Former Missouri Honors Researcher Wins Gates Cambridge Scholarship

Editor’s Note: The story below is from the University of Missouri news service.
Shakked Halperin

At the age of 18, Shakked Halperin spent a year volunteering with Ethiopian children teaching high school math, English, percussion and art. Through that experience he developed a focus on improving the lives of others. Next fall, he will take that focus to the University of Cambridge after being named a recipient of the prestigious Gates Cambridge Scholarship.


Halperin, who graduated from the University of Missouri in December with a degree in biological engineering, is one of 40 recipients of the Gates Cambridge Scholarship. He will pursue a Masters of Philosophy in Biological Sciences.It was during his time volunteering with the Ethiopian children that Halperin realized he wanted to make a difference. He began a pursuit for safe global water supplies while working on the reconstruction of a failing wastewater treatment system in Honduras. There, he led a group of engineering students through the assessment, design and implementation of the reconstruction of the failed treatment plant.

He has already planned a project with a professor in Cambridge’s department of pathology that will expose him to all aspects of developing an application of synthetic biology, including theoretical idea conception, wet lab work, field testing, regulatory compliance and implementation.

“The project is in perfect alignment with my pursuit to secure global water supplies,” Halperin says. “I hope to create a sensor using synthetic biology that can mitigate arsenic poisoning by identifying safe drinking water supplies in developing countries.”

His undergraduate research work at MU included a supervised independent study program and participating in the Honors Undergraduate Research Program.

“Researching biological engineering as an undergraduate gave me an appreciation for the mechanisms that sustained living systems for billions of years at a level of complexity unparalleled by human innovation,” Halperin says.

He spent the summer of 2012 at the University of California-Berkeley where he conducted research through a National Science Foundation Research Experience for Undergraduates (REU) and last summer he participated in a research project through an REU at Tsinghua University in Beijing, China.

“Every so often, we are fortunate to meet exceptional students who perform beyond our expectations and Shakked is one such student,” says Shelia Grant, a professor of biological engineering who was Halperin’s faculty mentor at MU. “As an undergraduate student, Shakked independently performed graduate-level research.

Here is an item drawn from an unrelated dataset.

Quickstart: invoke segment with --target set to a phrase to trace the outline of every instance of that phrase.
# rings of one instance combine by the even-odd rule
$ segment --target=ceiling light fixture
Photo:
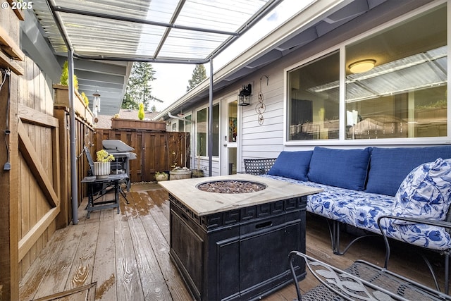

He was not hesitant about trying new experiments or learning new techniques.”

Halperin applied for the Gates Cambridge Scholarship because of its unique focus on building a community of future leaders committed to improving lives of others.

“The opportunity of this scholarship lies in the gathering of so many other passionate young leaders and so the responsibility that it brings is to use that opportunity to its full potential – that means forming bonds, discussions and collaborations with others in the community,” he says.

The Gates Cambridge Scholarship is one of the world’s most celebrated honors for post-baccalaureate study. The highly-competitive scholarships are full-cost awards given to applicants outside the United Kingdom to pursue a full-time postgraduate degree in any subject available at the University of Cambridge.

This marks the second-consecutive year that a Mizzou alumnus has been awarded the Gates Cambridge Scholarship. Lindsey Murray, BS’ 03, began her studies at Cambridge in the fall after earning the scholarship last year.